The period of peace which followed the installation of government under a podestà did not last long. As early as 1216 the antagonism between the consorterie of the Buondelmonte and the Amidei served as a pretext for a renewal of the struggles within the ruling group and for the beginning of feuds which were to afflict Florentine society for the entire century, dividing the citizens between Guelphs and Ghibellines. In 1244 the Ghibelline nobles, who were in power, decided to broaden the social base of the government, so as to obtain the favor of the merchant middle class. This was the prelude to the beginning of the period that was to be known as "Primo Popolo". The Podestà was flanked by two "Captains", representatives of the "People", that is of the organizations of commerce and the artisans. But only a few years later (1250) the merchants and the artisans as a whole, "radunandosi insieme a romore", managed to usurp the power of the Ghibelline nobles and initiate a new political policy. The "Popolo" was juxtaposed to the other municipal institutions. The new organization was of a military character: twenty companies based on a topographical distribution each had their own banner, gonfalonier and Council. The "Capitano del Popolo" was set at its head. To ensure his impartiality he was to be a foreigner and he was flanked by a Council of ancients and a Council of the representatives of the Guilds.
The Societas militum were abolished, in the hopes of allaying the arrogance of the nobles and of preventing them from returning to power.

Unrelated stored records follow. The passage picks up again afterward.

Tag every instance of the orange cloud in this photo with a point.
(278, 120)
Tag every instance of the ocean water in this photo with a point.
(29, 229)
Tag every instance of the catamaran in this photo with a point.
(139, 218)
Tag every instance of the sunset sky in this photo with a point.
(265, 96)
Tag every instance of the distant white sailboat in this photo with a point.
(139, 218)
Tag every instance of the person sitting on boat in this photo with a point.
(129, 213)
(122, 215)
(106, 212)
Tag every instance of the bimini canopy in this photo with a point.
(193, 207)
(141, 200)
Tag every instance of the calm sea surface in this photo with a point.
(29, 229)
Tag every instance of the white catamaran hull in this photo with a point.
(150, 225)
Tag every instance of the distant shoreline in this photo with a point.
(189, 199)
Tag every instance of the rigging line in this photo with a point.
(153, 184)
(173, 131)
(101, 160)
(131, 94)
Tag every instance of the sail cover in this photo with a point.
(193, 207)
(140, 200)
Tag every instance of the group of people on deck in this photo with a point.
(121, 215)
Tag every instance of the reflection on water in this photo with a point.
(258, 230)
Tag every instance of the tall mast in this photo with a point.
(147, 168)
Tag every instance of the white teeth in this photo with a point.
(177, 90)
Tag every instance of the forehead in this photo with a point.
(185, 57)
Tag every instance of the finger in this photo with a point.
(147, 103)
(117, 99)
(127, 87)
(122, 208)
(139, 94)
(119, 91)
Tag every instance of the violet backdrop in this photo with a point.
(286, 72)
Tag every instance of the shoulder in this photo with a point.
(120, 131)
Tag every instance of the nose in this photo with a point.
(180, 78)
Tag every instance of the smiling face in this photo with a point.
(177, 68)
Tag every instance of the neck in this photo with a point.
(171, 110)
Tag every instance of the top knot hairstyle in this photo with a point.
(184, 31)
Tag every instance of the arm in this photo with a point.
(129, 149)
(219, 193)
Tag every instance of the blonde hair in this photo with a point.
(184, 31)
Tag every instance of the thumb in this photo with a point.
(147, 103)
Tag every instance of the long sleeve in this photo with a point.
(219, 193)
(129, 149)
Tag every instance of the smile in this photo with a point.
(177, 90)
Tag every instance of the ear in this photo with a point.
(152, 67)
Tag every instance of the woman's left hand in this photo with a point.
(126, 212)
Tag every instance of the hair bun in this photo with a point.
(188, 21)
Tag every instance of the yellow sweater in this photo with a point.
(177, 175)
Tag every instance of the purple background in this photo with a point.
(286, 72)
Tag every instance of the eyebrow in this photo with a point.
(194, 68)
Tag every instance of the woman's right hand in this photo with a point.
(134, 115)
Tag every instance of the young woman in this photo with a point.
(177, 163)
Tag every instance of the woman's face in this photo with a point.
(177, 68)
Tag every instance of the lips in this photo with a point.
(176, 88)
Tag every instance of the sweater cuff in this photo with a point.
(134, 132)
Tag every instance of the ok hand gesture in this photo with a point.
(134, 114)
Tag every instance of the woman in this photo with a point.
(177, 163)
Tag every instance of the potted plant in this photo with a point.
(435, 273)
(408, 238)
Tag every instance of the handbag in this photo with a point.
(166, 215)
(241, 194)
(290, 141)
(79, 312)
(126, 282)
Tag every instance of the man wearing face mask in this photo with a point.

So all the towers had to be cut down to a height of 50 braccia (29 meters), "... since (the city) had a great quantity 120 braccia high". This was the beginning of another period of peace and prosperity and the city's economic and financial power was affirmed. Outstanding evidence of this economic expansion was the coining in 1252 of the gold florin, which joined the silver florin coined as early as 1235. Symbol of the city (it was not by chance that the coin represented St. John the Baptist on one side and the Florentine lily on the other), the gold florin testified to the existence in 13th-century Florence of a flow of precious metal, furnished by commerce, which by this time was on a continental scale, and credit, which was to make the city the financial capital of the West.
During the period of the "Primo Popolo" the population of the city grew and new public buildings went up. In 1255 construction began on what was to be called the Palazzo del Popolo.The district of the Oltrarno was also furnished with stronger fortifications, utilizing for the scope material from the numerous towers which had been lopped off, and a fourth bridge, Santa Trinita, was built as already mentioned. The Palazzo del Popolo (now the Bargello) was erected to house the Councils of the Commune. With its imposing mass and its crenellated tower rising above all other city towers, it was the expression in architecture of the new political policy. The present aspect of the palace is the result of the integrations and additions of 1340-1345. Severe and suggestive, the unified massive block is lightly marked by the delicate cornice moldings which divide it into three stories, the second of which is softened by a succession of one and twolight openings.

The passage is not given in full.